Anyone seen one like this before? I couldn't find it in my stock catalog so would think it's either no longer produced or was custom made. It was removed from a 100+ year old Indianapolis house. The measurements are 1-3/4" width with thicknesses 3/16" and 3/8" at either end of the profile. Which is top/bottom? I'll be using it to wrap a 1-3/4" edge table top made from framing lumber taken from the same house.:thumbsup:


----------



## fd cabinets (Aug 28, 2012)

If it over 100 years old if it wasn't a custom piece then it is now. If you know someone with a molder you can get cutters made for around $65 an inch. And if you don't let me know I got a guy who can.


----------



## fd cabinets (Aug 28, 2012)

Sorry and the beads are down


----------



## apprentice (Mar 31, 2010)

Fd cabinet said:


> If it over 100 years old if it wasn't a custom piece then it is now. If you know someone with a molder you can get cutters made for around $65 an inch. And if you don't let me know I got a guy who can.

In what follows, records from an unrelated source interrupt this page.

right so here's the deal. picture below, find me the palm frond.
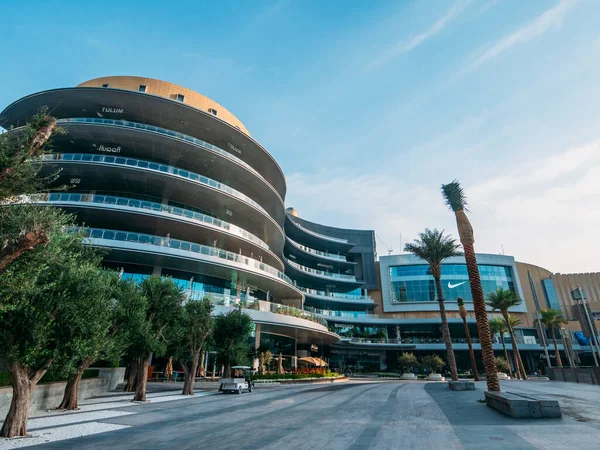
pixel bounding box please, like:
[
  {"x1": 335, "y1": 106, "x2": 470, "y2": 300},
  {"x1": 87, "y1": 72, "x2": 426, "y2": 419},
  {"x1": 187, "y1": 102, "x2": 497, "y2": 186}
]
[
  {"x1": 403, "y1": 228, "x2": 462, "y2": 267},
  {"x1": 441, "y1": 179, "x2": 469, "y2": 212},
  {"x1": 538, "y1": 308, "x2": 568, "y2": 328},
  {"x1": 486, "y1": 288, "x2": 521, "y2": 311}
]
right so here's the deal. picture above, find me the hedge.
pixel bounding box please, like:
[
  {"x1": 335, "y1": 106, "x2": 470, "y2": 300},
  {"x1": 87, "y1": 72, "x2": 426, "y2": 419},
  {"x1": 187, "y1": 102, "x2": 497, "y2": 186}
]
[
  {"x1": 0, "y1": 369, "x2": 100, "y2": 387},
  {"x1": 250, "y1": 372, "x2": 339, "y2": 381}
]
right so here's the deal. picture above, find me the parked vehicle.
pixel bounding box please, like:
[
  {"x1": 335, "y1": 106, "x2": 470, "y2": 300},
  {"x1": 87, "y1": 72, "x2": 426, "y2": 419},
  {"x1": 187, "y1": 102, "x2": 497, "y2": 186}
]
[{"x1": 218, "y1": 366, "x2": 254, "y2": 394}]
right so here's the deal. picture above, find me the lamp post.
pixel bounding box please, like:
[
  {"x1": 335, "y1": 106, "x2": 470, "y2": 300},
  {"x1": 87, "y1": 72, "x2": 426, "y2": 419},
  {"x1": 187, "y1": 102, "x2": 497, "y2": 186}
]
[{"x1": 571, "y1": 287, "x2": 600, "y2": 366}]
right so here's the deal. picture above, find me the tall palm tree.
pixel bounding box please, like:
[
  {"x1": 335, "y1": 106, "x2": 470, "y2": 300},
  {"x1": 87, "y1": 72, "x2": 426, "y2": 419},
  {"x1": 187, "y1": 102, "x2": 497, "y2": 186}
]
[
  {"x1": 458, "y1": 298, "x2": 479, "y2": 381},
  {"x1": 441, "y1": 180, "x2": 499, "y2": 391},
  {"x1": 404, "y1": 228, "x2": 462, "y2": 381},
  {"x1": 486, "y1": 288, "x2": 527, "y2": 379},
  {"x1": 539, "y1": 308, "x2": 568, "y2": 368}
]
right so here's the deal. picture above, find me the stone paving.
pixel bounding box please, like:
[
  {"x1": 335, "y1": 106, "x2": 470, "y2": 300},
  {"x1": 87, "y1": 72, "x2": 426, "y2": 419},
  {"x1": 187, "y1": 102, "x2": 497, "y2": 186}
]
[{"x1": 2, "y1": 379, "x2": 600, "y2": 449}]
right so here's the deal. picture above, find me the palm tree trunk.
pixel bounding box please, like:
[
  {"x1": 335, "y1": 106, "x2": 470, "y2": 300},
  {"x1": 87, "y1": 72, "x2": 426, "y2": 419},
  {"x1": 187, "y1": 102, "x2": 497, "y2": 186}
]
[
  {"x1": 502, "y1": 311, "x2": 527, "y2": 379},
  {"x1": 550, "y1": 328, "x2": 563, "y2": 368},
  {"x1": 500, "y1": 340, "x2": 514, "y2": 378},
  {"x1": 434, "y1": 277, "x2": 458, "y2": 381},
  {"x1": 462, "y1": 242, "x2": 500, "y2": 391},
  {"x1": 462, "y1": 316, "x2": 479, "y2": 381}
]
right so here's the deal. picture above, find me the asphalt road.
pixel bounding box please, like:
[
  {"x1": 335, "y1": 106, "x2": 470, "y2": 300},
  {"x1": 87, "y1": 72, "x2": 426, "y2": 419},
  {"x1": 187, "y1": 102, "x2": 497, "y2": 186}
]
[{"x1": 29, "y1": 379, "x2": 600, "y2": 450}]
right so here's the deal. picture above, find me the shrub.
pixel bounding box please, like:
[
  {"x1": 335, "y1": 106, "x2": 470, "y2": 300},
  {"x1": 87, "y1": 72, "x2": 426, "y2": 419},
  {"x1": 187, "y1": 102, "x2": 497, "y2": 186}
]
[
  {"x1": 420, "y1": 354, "x2": 445, "y2": 373},
  {"x1": 250, "y1": 372, "x2": 339, "y2": 381},
  {"x1": 0, "y1": 372, "x2": 11, "y2": 387},
  {"x1": 398, "y1": 352, "x2": 418, "y2": 372},
  {"x1": 494, "y1": 357, "x2": 511, "y2": 374},
  {"x1": 0, "y1": 369, "x2": 99, "y2": 387}
]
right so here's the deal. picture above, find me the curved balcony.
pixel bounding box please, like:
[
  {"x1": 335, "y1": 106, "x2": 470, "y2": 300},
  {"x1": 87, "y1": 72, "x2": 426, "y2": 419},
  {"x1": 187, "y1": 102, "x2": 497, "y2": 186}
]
[
  {"x1": 285, "y1": 215, "x2": 355, "y2": 254},
  {"x1": 299, "y1": 287, "x2": 374, "y2": 305},
  {"x1": 78, "y1": 227, "x2": 302, "y2": 301},
  {"x1": 285, "y1": 237, "x2": 355, "y2": 274},
  {"x1": 286, "y1": 259, "x2": 356, "y2": 281},
  {"x1": 39, "y1": 154, "x2": 284, "y2": 252},
  {"x1": 25, "y1": 193, "x2": 283, "y2": 270},
  {"x1": 53, "y1": 118, "x2": 284, "y2": 214},
  {"x1": 0, "y1": 87, "x2": 287, "y2": 198}
]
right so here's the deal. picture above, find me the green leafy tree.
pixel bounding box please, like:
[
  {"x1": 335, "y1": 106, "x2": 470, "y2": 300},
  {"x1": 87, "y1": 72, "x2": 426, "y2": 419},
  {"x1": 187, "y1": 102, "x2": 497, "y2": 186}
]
[
  {"x1": 259, "y1": 350, "x2": 273, "y2": 375},
  {"x1": 0, "y1": 109, "x2": 64, "y2": 273},
  {"x1": 404, "y1": 228, "x2": 462, "y2": 381},
  {"x1": 170, "y1": 298, "x2": 214, "y2": 395},
  {"x1": 489, "y1": 317, "x2": 513, "y2": 376},
  {"x1": 213, "y1": 308, "x2": 253, "y2": 378},
  {"x1": 441, "y1": 180, "x2": 499, "y2": 391},
  {"x1": 0, "y1": 230, "x2": 105, "y2": 437},
  {"x1": 57, "y1": 274, "x2": 144, "y2": 410},
  {"x1": 421, "y1": 354, "x2": 445, "y2": 374},
  {"x1": 538, "y1": 308, "x2": 568, "y2": 368},
  {"x1": 398, "y1": 352, "x2": 418, "y2": 373},
  {"x1": 486, "y1": 288, "x2": 527, "y2": 379},
  {"x1": 127, "y1": 276, "x2": 185, "y2": 402}
]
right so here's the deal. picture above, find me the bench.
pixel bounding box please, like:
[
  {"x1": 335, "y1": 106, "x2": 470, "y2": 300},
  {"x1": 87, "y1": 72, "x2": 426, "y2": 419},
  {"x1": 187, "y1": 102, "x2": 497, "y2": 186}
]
[
  {"x1": 485, "y1": 391, "x2": 561, "y2": 418},
  {"x1": 448, "y1": 380, "x2": 475, "y2": 391}
]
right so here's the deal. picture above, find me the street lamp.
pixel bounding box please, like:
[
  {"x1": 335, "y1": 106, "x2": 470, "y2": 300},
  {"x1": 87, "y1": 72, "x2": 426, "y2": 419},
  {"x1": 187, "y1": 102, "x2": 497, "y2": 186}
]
[{"x1": 571, "y1": 287, "x2": 600, "y2": 366}]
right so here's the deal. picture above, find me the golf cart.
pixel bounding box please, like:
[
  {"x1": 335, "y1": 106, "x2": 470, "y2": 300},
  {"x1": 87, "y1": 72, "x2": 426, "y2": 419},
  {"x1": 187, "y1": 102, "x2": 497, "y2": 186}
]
[{"x1": 219, "y1": 366, "x2": 254, "y2": 394}]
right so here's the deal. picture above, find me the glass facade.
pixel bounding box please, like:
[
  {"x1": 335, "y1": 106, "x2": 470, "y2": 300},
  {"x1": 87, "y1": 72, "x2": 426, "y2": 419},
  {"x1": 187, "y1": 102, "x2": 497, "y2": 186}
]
[
  {"x1": 542, "y1": 278, "x2": 561, "y2": 310},
  {"x1": 389, "y1": 264, "x2": 515, "y2": 303}
]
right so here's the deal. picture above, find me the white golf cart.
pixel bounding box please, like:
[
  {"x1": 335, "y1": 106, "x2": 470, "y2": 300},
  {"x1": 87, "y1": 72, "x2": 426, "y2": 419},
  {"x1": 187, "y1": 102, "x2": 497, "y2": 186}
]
[{"x1": 219, "y1": 366, "x2": 254, "y2": 394}]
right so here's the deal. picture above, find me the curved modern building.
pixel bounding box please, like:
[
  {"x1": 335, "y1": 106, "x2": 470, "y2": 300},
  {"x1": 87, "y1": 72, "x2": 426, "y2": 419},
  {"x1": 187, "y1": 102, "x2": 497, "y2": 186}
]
[{"x1": 0, "y1": 76, "x2": 338, "y2": 356}]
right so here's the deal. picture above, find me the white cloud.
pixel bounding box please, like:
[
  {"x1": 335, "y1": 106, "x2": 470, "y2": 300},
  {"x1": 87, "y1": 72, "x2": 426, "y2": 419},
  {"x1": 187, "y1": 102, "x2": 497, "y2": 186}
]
[
  {"x1": 467, "y1": 0, "x2": 578, "y2": 71},
  {"x1": 366, "y1": 0, "x2": 472, "y2": 71},
  {"x1": 285, "y1": 139, "x2": 600, "y2": 273}
]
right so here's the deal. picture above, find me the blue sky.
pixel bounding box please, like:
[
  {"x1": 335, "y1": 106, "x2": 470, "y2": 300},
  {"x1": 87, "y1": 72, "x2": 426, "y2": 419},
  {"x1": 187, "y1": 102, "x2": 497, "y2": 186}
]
[{"x1": 1, "y1": 0, "x2": 599, "y2": 272}]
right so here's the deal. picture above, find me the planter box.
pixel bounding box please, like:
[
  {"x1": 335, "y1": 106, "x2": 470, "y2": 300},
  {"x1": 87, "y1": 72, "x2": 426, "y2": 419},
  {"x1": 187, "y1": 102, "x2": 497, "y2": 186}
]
[
  {"x1": 448, "y1": 380, "x2": 475, "y2": 391},
  {"x1": 485, "y1": 391, "x2": 561, "y2": 418},
  {"x1": 497, "y1": 373, "x2": 510, "y2": 381},
  {"x1": 401, "y1": 373, "x2": 417, "y2": 380},
  {"x1": 427, "y1": 374, "x2": 445, "y2": 381}
]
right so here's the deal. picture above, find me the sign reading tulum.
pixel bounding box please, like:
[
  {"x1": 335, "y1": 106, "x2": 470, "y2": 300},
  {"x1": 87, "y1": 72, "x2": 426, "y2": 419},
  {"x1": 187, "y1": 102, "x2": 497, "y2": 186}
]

It very well could've been a custom made piece now that you mention it. The house was Craftsman style and had all kinds of custom woodwork around the staircase. I don't know where this piece was in the house. It was 92" long and was mitered for an inside corner at one end. My guess would be a band molding because of the width.
Thanks for the offer on the cutter but there should be just enough of it to wrap the table top, as long as we don't have any bloopers to deal with.:smile:


----------



## apprentice (Mar 31, 2010)

Fd cabinet said:


> Sorry and the beads are down


Thanks for the info-i'm not challenging you on this, but have to ask why down and not up? :blink:


----------



## CenCal_Sawyer (May 5, 2012)

That would be a custom piece, it does not match any standard profile in the modern moulding industry. Also it would be considered general purpose as neither edge seems to be 90 degrees or to have two complimentary angles to make it a crown. That being said it can go beads up or down depending on which direction you want to draw the eyes of the viewer. It is strictly a design preference.


----------



## Steve Neul (Sep 2, 2011)

How much of the molding do you need? If you don't need much and you are handy with a grinder you could make the cutting knives yourself. Before I bought a shaper I used to make molding like that on a table saw with a cutter head like this one. Of course your molding being 1 3/4" wide you have to make two different sets of knives and run it twice. You can purchase jointer blades for a three wing cutter that are just square with no design on them. Then you can grind whatever design of molding you wish on them. 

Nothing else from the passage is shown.